Altered mitochondrial functioning induced by preoperative fasting may underlie protection against renal ischemia/reperfusion injury
Article first published online: 14 NOV 2012
Copyright © 2012 Wiley Periodicals, Inc.
Journal of Cellular Biochemistry
Volume 114, Issue 1, pages 230–237, January 2013
How to Cite
Verweij, M., Sluiter, W., van den Engel, S., Jansen, E., IJzermans, J. N.M. and de Bruin, R. W.F. (2013), Altered mitochondrial functioning induced by preoperative fasting may underlie protection against renal ischemia/reperfusion injury. J. Cell. Biochem., 114: 230–237. doi: 10.1002/jcb.24360
- Issue published online: 14 NOV 2012
- Article first published online: 14 NOV 2012
- Accepted manuscript online: 17 AUG 2012 08:50AM EST
- Manuscript Accepted: 8 AUG 2012
- Manuscript Received: 2 MAY 2012
- Dutch Kidney Foundation.

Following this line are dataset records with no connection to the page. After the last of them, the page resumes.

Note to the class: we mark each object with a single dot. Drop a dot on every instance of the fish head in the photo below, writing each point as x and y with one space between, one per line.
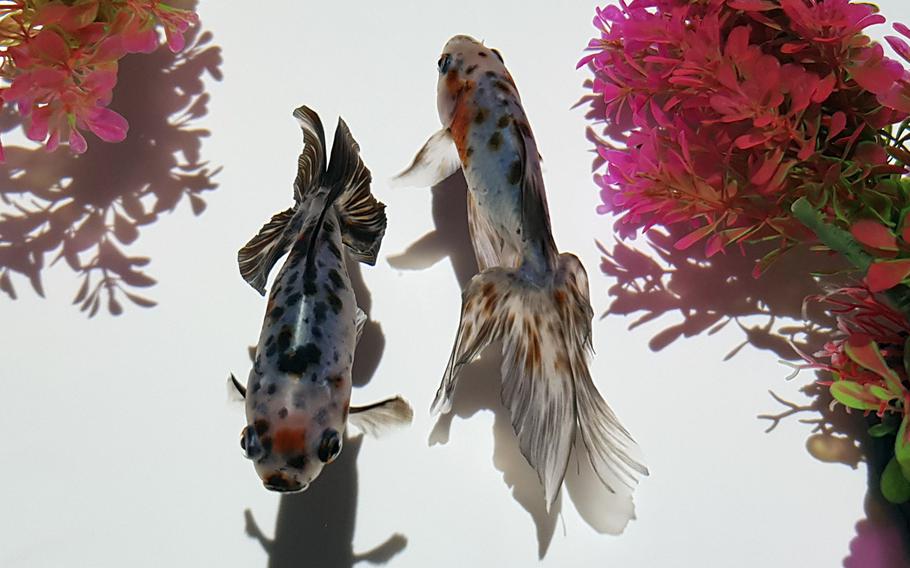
463 61
289 452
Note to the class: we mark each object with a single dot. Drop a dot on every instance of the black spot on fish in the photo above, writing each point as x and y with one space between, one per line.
515 172
319 310
298 359
333 248
297 462
502 86
495 141
284 337
335 302
524 129
329 446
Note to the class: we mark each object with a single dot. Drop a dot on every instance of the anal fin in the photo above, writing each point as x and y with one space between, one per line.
377 418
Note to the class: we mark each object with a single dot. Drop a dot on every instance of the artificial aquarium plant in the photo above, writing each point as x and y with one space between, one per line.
60 59
745 121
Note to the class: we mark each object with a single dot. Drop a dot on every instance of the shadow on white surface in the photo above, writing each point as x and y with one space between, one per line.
84 209
316 527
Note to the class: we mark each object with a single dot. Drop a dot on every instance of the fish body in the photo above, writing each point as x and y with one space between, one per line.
298 392
527 295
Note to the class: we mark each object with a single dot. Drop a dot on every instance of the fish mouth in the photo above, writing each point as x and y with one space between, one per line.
283 484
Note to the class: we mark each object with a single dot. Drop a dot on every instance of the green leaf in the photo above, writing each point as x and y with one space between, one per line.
902 447
833 237
895 487
882 429
854 395
865 352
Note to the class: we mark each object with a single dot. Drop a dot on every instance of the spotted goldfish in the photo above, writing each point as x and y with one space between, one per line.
298 393
528 296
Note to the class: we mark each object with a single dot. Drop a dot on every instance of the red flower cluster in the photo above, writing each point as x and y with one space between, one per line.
869 368
731 110
61 59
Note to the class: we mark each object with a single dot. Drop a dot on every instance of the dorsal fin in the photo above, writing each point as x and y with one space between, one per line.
260 254
311 163
361 216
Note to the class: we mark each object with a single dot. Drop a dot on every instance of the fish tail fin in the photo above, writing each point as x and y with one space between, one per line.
360 214
554 405
276 237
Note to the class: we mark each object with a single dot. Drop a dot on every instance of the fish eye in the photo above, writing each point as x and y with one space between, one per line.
445 61
249 442
329 446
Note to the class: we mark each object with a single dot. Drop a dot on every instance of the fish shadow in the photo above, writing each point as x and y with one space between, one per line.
86 209
479 386
316 527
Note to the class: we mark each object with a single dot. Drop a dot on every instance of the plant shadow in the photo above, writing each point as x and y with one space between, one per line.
480 384
316 527
84 209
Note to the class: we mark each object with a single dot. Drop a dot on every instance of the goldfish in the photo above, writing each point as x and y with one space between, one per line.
528 296
298 393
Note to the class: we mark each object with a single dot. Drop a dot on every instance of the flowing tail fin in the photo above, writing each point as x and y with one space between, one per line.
362 217
546 339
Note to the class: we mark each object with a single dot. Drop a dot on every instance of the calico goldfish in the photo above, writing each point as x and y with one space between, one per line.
528 295
298 393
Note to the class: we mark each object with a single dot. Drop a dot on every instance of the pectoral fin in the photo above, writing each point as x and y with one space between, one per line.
360 319
376 419
437 160
236 391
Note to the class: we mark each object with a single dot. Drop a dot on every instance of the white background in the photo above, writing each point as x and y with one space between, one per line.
121 449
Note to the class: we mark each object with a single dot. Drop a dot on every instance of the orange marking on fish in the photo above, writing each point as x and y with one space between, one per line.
462 117
289 440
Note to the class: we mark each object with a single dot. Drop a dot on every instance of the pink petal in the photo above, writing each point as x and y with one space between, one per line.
107 124
77 142
838 122
899 46
50 46
175 39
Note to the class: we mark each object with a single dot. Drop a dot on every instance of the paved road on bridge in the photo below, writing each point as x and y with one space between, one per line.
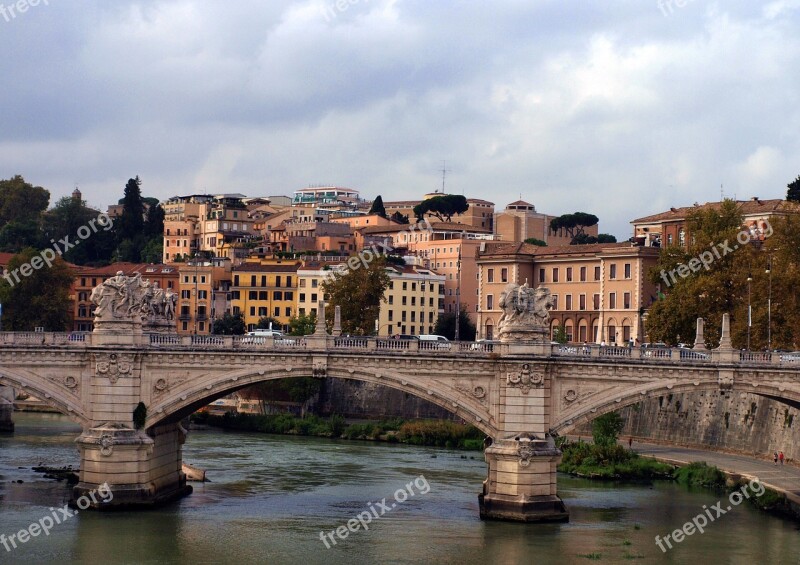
786 477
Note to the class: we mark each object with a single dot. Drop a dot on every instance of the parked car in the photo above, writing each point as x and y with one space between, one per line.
436 341
258 337
791 357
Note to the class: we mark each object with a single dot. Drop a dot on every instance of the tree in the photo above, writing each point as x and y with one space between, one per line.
378 208
66 218
606 428
230 324
534 241
442 207
359 292
573 224
446 326
706 293
793 194
20 201
304 324
40 299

Grant Number: C07-2206
- MITOCHONDRIAL RESPIRATION;
- MITOCHONDRIAL PERMEABILITY TRANSITION PORE
We reported previously that the robust protection against renal ischemia/reperfusion (I/R) injury in mice by fasting was largely initiated before the induction of renal I/R. In addition, we found that preoperative fasting downregulated the gene expression levels of complexes I, IV, and V of the mitochondrial oxidative phosphorylation (OXPHOS) system, while it did not change those of complexes II and III. Hence, we now investigated the effect of 3 days of fasting on the functioning of renal mitochondria in order to better understand our previous findings. Fasting did not affect mitochondrial density. Surprisingly, fasting significantly increased the protein expression of complex II of the mitochondrial OXPHOS system by 19%. Complex II-driven state 3 respiratory activity was significantly reduced by fasting (46%), which could be partially attributed to the significant decrease in the enzyme activity of complex II (16%). Fasting significantly inhibited Ca2+-dependent mitochondrial permeability transition pore opening that is directly linked to protection against renal I/R injury. The inhibition of the mitochondrial permeability transition pore did not involve the expression of the voltage-dependent anion channel by fasting. In conclusion, 3 days of fasting clearly induces the inhibition of complex II-driven mitochondrial respiration state 3 in part by decreasing the amount of functional complex II, and inhibits mitochondrial permeability transition pore opening. This might be a relevant sequence of events that could contribute to the protection of the kidney against I/R injury. J. Cell. Biochem. 114: 230–237, 2012. © 2012 Wiley Periodicals, Inc.